When it came to buying their children new jeans and trendy tops, parents held the line: They focused on basics at discounters and waited for the best deals, resulting in weak August sales at many stores. That’s a bad sign for the holiday season as families may be just as cautious with their gift-giving.
Even lower gas prices may not offer retailers much relief in the months ahead as shoppers are still seeing personal incomes fall and food prices remain high. In fact, Wal-Mart Stores Inc., the world’s largest retailer, as well as warehouse club operators such as Costco Wholesale Corp. remain among the few bright spots as shoppers focus on the lowest prices.
“Consumers are feeling pressured economically,” said Stifel Nicolaus & Co. analyst Richard Jaffe. But he added that what’s also hurt the back-to-school business is the lack of new trends to excite teens.
“What you have in your closet is certainly adequate. And that’s not satisfying for retailers and teens,” he added. “The fear is that they stay in flip-flops.”
Ken Perkins, president of research company RetailMetrics LLC, agreed that shoppers remain focused on price. “I don’t see anything changing anytime soon. Parents are still going to buy for Christmas, but it is definitely going to be less than last year.”
As retailers reported their sales results Thursday, most mall-based apparel stores turned in sluggish results. Teen retailers that fared poorly included Wet Seal Inc., Abercrombie & Fitch Co. and American Eagle Outfitters Inc. And high-end retailers Saks Inc. and Nordstrom Inc. posted weaker results as their affluent customers start to feel pinched.
The International Council of Shopping Centers-UBS sales tally rose 1.7 percent in August, below the 2 percent forecast. Excluding Wal-Mart, the results were flat with a year ago. Last month’s pace was below the 2.3 percent average since the beginning of the industry’s fiscal year in February. The tally is based on same-store sales, or sales at stores opened at least a year, and are a key indicator of a retailer’s health.
A report from the Labor Department offered more evidence of the weaker job market, a bad sign for consumer spending. The number of workers seeking unemployment benefits jumped unexpectedly last week, reversing three weeks of declines.
Such reports aren’t comforting to retailers as they prepare for the critical holiday season. Many had entered the fall season with inventories well below their levels a year ago, but that backfired at several stores including TJX Cos., Wet Seal Inc. and Bon-Ton Stores Inc. All three were hurt by having too little clearance merchandise, cutting into sales to bargain-hunting consumers.
One encouraging factor is that Hurricane Gustav, which hit the Gulf Coast on Monday, wasn’t as bad as analysts feared — and that sent oil prices even lower.
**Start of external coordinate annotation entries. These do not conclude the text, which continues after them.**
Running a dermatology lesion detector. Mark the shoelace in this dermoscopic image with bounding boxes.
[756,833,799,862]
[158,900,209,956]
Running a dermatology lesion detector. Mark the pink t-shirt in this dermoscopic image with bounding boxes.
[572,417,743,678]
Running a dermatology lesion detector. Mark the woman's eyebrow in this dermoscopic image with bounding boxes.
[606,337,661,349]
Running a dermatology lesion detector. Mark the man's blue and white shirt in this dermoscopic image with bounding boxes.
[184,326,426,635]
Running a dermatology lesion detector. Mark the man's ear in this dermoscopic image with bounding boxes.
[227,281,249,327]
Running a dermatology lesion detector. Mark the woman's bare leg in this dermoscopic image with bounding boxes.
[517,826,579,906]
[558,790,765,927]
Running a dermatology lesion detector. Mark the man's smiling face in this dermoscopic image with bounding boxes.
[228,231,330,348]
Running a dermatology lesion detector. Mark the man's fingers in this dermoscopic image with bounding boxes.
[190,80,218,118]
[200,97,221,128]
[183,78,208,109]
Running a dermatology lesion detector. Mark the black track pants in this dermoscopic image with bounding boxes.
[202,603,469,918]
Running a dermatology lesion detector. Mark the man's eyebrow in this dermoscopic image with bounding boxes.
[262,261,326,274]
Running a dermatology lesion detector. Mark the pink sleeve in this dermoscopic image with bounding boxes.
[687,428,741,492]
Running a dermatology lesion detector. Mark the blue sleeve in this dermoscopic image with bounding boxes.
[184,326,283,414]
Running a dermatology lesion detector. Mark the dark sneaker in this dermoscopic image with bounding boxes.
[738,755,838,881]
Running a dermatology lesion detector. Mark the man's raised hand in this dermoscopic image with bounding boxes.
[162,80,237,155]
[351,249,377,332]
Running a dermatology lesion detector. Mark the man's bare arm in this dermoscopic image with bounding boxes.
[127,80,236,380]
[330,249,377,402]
Gas prices have fallen from more than $4 a gallon to a national average of $3.678 on Wednesday, but remain well above the year-ago figure of $2.792, according to AAA and the Oil Price Information Service.
Still, Michael P. Niemira, chief economist at the ICSC, thinks that gas prices will have to fall to $3 per gallon or below before shoppers will increase their spending. And even then, Americans face other economic worries such as slowing personal income, higher food prices and a slumping housing market.
“The fall in oil prices is a bit of good news, but we need to see more positive economic news,” Niemira said. Oil prices, too, remain volatile. Retailers are now preparing for the next series of tropical storms, which could send oil prices back up.
Helped by sales of groceries and back-to-school products, Wal-Mart reported a solid 3 percent gain in same-store sales. Analysts surveyed by Thomson Reuters had expected a 1.6 percent increase. Including fuel, same-store sales rose 3.5 percent.
Wal-Mart added that as with all seasonal events, customers are waiting longer to do their shopping and said that with more schools opening later this year, overall business picked up at the end of the month.
Rival Target Corp.’s same-store sales fell 2.1 percent, though that was better than the 2.6 percent decline expected. Target also said in a pre-recorded call that back-to-school sales picked up speed late in the month. The cheap chic discounter hasn’t fared as well as Wal-Mart in the weak economy as Target heavily emphasizes nonessentials such as home furnishings and trendy jeans.
Most mall-based apparel store chains that cater to young shoppers struggled.
Limited Brands, the operator of Victoria’s Secret and Bath & Body Works, suffered a 7 percent drop in same-store sales, mostly in line with the 6.9 percent decline estimated.
Abercrombie & Fitch’s 11 percent drop was worse than the 7.9 percent expected. Wet Seal recorded an 8.7 percent drop, steeper than the 7.5 percent forecast.
But Pacific Sunwear of California Inc.’s same-store sales fell 6 percent; Wall Street had expected a 8.8 percent decline. And on Wednesday, American Eagle reported a 5 percent dip in same-store sales, not as steep as the 6.5 percent decline expected.